From time to time I have to troubleshoot SharePoint Search Engine issues dealing with it not properly indexing some external web site. Just thought I’d share the steps I typically take in case you are trying to figure out what might be causing the problem. I find it helpful to isolate where the problem is before doing anything else. Here’s how I approach determining where the problem is.
The first thing I do is make sure the SharePoint Search Engine is working, period. Is it at lease indexing the SharePoint site properly? If not, it’s pretty obvious the problem is with the search engine configuration, or at least something on the SharePoint side of the street, including the network it lives on.
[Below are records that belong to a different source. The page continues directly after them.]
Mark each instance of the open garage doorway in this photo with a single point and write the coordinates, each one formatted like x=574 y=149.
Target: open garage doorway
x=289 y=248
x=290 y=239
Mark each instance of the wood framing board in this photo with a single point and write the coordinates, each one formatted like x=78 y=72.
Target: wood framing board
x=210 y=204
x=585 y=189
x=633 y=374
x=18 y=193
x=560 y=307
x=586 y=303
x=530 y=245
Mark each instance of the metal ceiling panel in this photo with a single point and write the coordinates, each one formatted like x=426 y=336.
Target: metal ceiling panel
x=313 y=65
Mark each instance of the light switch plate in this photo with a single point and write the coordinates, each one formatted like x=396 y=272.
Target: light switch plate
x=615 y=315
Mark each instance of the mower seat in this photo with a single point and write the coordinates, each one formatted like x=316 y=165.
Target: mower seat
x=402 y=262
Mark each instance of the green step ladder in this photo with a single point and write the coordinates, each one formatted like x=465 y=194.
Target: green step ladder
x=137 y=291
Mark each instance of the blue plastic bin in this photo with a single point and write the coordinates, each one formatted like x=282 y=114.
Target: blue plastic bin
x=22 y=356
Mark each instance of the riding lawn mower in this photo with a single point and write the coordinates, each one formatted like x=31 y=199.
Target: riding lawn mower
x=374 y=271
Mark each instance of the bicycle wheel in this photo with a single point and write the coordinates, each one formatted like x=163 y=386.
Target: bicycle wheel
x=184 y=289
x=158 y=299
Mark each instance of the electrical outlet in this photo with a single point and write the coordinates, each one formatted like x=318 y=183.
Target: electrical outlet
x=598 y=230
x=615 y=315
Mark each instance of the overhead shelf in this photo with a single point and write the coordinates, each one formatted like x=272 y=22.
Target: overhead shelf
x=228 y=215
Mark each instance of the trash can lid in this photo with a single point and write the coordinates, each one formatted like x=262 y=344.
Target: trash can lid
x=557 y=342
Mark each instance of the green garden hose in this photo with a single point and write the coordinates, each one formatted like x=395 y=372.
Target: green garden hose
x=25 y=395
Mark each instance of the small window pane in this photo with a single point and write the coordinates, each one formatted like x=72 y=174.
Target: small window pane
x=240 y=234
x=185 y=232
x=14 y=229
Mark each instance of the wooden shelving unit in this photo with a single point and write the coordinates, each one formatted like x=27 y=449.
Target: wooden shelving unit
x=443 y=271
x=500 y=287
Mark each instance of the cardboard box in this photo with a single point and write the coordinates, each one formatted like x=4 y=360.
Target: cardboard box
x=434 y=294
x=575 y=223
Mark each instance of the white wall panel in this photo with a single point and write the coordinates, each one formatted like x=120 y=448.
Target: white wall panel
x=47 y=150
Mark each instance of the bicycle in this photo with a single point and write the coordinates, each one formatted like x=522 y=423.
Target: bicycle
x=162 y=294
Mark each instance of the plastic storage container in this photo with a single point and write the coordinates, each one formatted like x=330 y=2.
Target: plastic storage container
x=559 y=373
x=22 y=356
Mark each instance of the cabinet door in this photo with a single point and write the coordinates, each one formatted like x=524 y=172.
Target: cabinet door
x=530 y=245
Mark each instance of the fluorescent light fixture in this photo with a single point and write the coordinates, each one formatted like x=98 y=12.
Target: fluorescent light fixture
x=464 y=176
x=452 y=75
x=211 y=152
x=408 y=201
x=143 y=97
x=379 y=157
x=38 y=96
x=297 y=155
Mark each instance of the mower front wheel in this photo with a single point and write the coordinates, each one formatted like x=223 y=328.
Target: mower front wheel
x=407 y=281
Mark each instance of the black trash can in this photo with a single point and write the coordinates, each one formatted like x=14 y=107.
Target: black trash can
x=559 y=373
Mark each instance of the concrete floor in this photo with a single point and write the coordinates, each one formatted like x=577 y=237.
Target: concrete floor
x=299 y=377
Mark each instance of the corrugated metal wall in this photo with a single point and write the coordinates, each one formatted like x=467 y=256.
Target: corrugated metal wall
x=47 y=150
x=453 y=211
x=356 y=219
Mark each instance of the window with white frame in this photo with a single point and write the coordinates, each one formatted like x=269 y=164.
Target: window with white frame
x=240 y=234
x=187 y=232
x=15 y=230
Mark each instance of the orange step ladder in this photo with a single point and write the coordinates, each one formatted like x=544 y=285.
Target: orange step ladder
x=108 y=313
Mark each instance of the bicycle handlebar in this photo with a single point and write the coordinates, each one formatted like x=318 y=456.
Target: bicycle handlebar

However, if it’s not having any problems indexing the SharePoint site, I move on and see if it is (or will) index any other external web sites properly.
The ‘spider view’ of the page you have configured your SharePoint Search Engine content source to start from is the best place to start. Paste the URL into the spider-simulator and let it rip. If it can’t crawl the page, you have found the problem. If it can crawl the page, carefully check the results. Examine the internal links as well as the external links. This is when you will find out if what your browser sees is the same as what the spider sees. Copy a link out and paste it your browser address bar and see if it loads. If you get a 404, the problem is with the links on the start page using some type of black-arts to be handled by the application which is preventing search engines from crawling properly.
By now I have usually pin-pointed the problem and can begin taking steps to resolve it. Resolution steps include pointing to a different start page from within my content source, or re-writing the start page with clean HTML, or ensuring the security on the external site is not preventing a crawl, etc… You get the point, but the important thing is we have quickly isolated where the problem is before we started fixing it.